Dédicace spéciale au Tyran, qui n'appréciera sûrement pas ce qui va suivre.
Clin d'oeil à ma critique littéraire qui se reconnaîtra.Les hivers sur Psychiatric Ass étaient très rudes et très longs. En effet, il fallait à la petite planète l’équivalent de neuf cents vingt-sept jours originels pour accomplir le tour de son orbite fortement elliptique. Aussi, en cette morne soirée, la planète natale du professeur Arfahim poursuivait sa course céleste aux alentours du point le plus éloigné de l’étoile centrale que la gravitation universelle lui donnait d’atteindre. La neige tombait depuis des mois sans discontinuer, si bien qu’en jetant un rapide coup d’œil vers la baie vitrée de son office, Gyoarfahim n’aperçut qu’un infini tapis blanc, sans cesse saupoudré par ce que les habitants de Psychiatric Ass appelaient communément “le ballet des nymphes”. Il n’osa imaginer la température extérieure et sourit à l’idée qu’il aurait volontiers abandonné son bureau climatisé pour profiter du spectacle malgré le froid. Malheureusement, la charge de travail en cette période de l’année était telle qu’il était condamné à rester enfermé toute la journée et la majeure partie de la nuit pendant encore de longues décades. Il lui arriverait même de dormir sur le sofa en cuir naturel qui incarnait le seul espace de détente de la pièce. Cette soirée-là, il peinait à achever les conclusions d’une épaisse documentation commandée par un riche artisan qui avait percé dans le secteur quasi oublié de la fine joaillerie. Gyoarfahim ne rechignait jamais face à la tâche, au contraire, il aimait littéralement ça. Acquérir et transmettre le savoir, tel était son credo, sa raison de vivre. Mais cette fois il flottait dans l’air comme une effluve de lassitude et de mélancolie. Il n’aurait pu déterminer avec exactitude l’origine de ce ressentiment, mais il savait pertinemment bien que les souvenirs récurrents de sa défunte épouse y étaient pour quelque chose. Cérès s’était éteinte peu de temps après leur union. “Une maladie mystérieuse et inconnue” avaient annoncé les médecins. Ces mots hanteraient encore ses nuits pendant de longues années.
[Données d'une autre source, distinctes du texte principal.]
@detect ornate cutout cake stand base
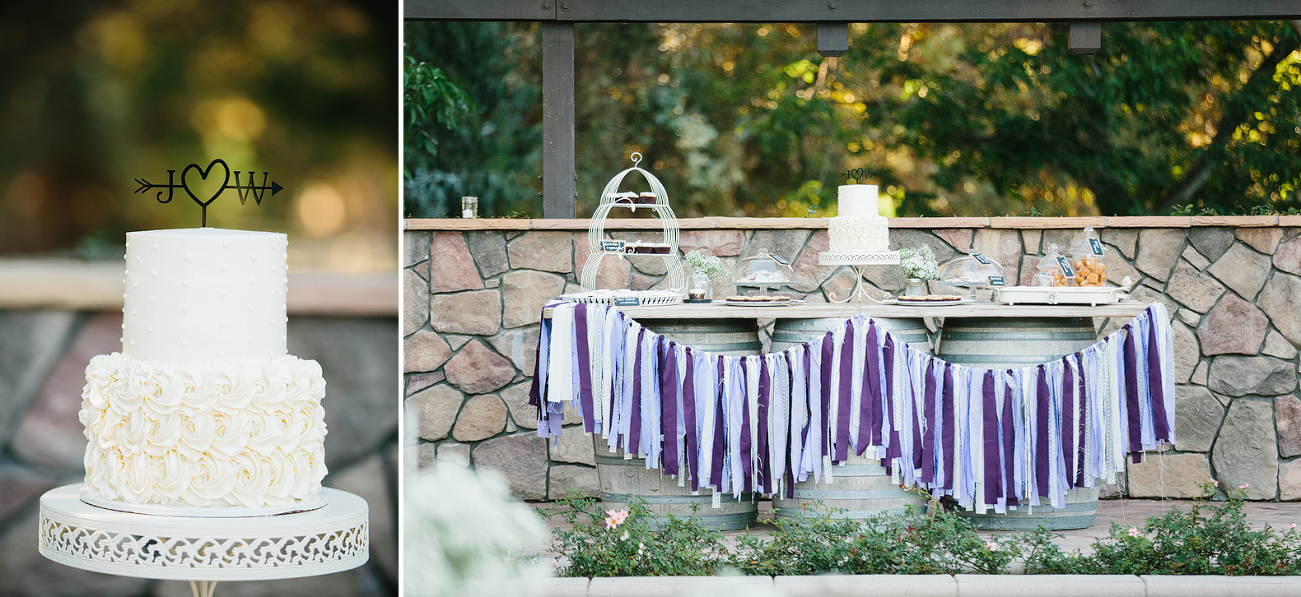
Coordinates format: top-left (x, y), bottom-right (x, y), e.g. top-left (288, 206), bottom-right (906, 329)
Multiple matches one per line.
top-left (39, 484), bottom-right (369, 597)
top-left (817, 251), bottom-right (899, 303)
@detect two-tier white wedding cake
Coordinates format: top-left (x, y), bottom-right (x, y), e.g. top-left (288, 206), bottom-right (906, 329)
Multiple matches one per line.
top-left (79, 228), bottom-right (325, 511)
top-left (827, 185), bottom-right (890, 251)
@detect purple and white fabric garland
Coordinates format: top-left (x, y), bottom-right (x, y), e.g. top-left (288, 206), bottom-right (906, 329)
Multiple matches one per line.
top-left (530, 302), bottom-right (1175, 512)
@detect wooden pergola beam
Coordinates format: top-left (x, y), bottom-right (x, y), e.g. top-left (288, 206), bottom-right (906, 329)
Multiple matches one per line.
top-left (405, 0), bottom-right (1301, 23)
top-left (403, 0), bottom-right (1301, 219)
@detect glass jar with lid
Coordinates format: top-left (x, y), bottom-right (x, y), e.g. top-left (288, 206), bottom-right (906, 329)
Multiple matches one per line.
top-left (1030, 243), bottom-right (1075, 286)
top-left (1071, 226), bottom-right (1107, 286)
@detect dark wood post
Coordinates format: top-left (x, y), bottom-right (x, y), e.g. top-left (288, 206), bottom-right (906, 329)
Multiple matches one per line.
top-left (543, 21), bottom-right (578, 219)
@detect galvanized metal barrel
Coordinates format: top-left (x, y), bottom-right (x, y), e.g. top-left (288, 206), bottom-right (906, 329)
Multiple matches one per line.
top-left (771, 317), bottom-right (930, 519)
top-left (771, 317), bottom-right (932, 354)
top-left (593, 436), bottom-right (758, 531)
top-left (956, 488), bottom-right (1099, 531)
top-left (773, 451), bottom-right (926, 520)
top-left (935, 317), bottom-right (1098, 531)
top-left (593, 319), bottom-right (762, 531)
top-left (641, 319), bottom-right (764, 355)
top-left (935, 317), bottom-right (1097, 369)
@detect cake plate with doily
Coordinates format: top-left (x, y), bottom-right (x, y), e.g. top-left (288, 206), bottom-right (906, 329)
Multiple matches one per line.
top-left (817, 251), bottom-right (899, 303)
top-left (39, 484), bottom-right (369, 597)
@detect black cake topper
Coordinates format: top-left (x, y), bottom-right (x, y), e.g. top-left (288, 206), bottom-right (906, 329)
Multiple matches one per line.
top-left (135, 159), bottom-right (285, 228)
top-left (840, 168), bottom-right (869, 185)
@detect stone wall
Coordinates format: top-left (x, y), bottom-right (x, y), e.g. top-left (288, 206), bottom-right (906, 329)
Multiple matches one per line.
top-left (0, 310), bottom-right (398, 597)
top-left (402, 216), bottom-right (1301, 499)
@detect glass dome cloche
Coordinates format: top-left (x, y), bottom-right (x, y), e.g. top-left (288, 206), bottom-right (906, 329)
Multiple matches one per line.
top-left (731, 248), bottom-right (795, 294)
top-left (939, 252), bottom-right (1007, 299)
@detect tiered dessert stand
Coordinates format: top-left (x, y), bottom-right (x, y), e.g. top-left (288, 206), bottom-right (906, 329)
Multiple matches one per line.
top-left (39, 484), bottom-right (369, 597)
top-left (817, 251), bottom-right (899, 303)
top-left (579, 152), bottom-right (687, 297)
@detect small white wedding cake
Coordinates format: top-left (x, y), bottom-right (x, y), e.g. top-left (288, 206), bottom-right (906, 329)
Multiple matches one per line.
top-left (827, 185), bottom-right (890, 251)
top-left (79, 228), bottom-right (325, 514)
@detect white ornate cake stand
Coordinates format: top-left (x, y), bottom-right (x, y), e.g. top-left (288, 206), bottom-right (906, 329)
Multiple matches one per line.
top-left (39, 484), bottom-right (369, 597)
top-left (817, 251), bottom-right (899, 303)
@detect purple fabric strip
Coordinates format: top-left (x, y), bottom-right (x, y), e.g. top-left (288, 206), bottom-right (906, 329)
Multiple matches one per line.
top-left (831, 319), bottom-right (855, 462)
top-left (660, 341), bottom-right (682, 475)
top-left (628, 328), bottom-right (647, 451)
top-left (682, 346), bottom-right (700, 492)
top-left (1062, 356), bottom-right (1075, 488)
top-left (821, 332), bottom-right (835, 457)
top-left (732, 358), bottom-right (755, 492)
top-left (939, 363), bottom-right (958, 490)
top-left (855, 323), bottom-right (881, 454)
top-left (1032, 365), bottom-right (1053, 503)
top-left (916, 359), bottom-right (939, 483)
top-left (980, 371), bottom-right (1000, 503)
top-left (755, 356), bottom-right (773, 493)
top-left (574, 303), bottom-right (596, 433)
top-left (1000, 382), bottom-right (1020, 506)
top-left (709, 355), bottom-right (727, 492)
top-left (1146, 316), bottom-right (1170, 441)
top-left (1124, 324), bottom-right (1142, 455)
top-left (881, 334), bottom-right (904, 470)
top-left (1075, 352), bottom-right (1089, 488)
Il s’était juré de ne plus jamais être pris en flagrant délit d’ignorance et était parti en quête du savoir universel.
Le professeur tenta de chasser ces sombres pensées de son esprit et se pencha activement sur son ouvrage. En veillant toute la nuit, il devait être en mesure de rattraper son retard et rendre son projet dans une dizaine de jours, comme convenu. Gyoarfahim constata cependant bien malgré lui qu’il ne serait plus bon à rien ce soir-là et qu’il devait remettre son travail au lendemain. Il posa alors ses coudes sur le rebord du bureau et se frotta longuement les yeux pour les relaxer. C’est à cet instant qu’un témoin lumineux clignota sur l’accoudoir de son fauteuil et qu’un son court et aigu se fit entendre. Surpris, Gyoarfahim fronça les sourcils puis lança machinalement :
— Entrez.
La porte s’entrouvrit doucement et révéla une silhouette familière.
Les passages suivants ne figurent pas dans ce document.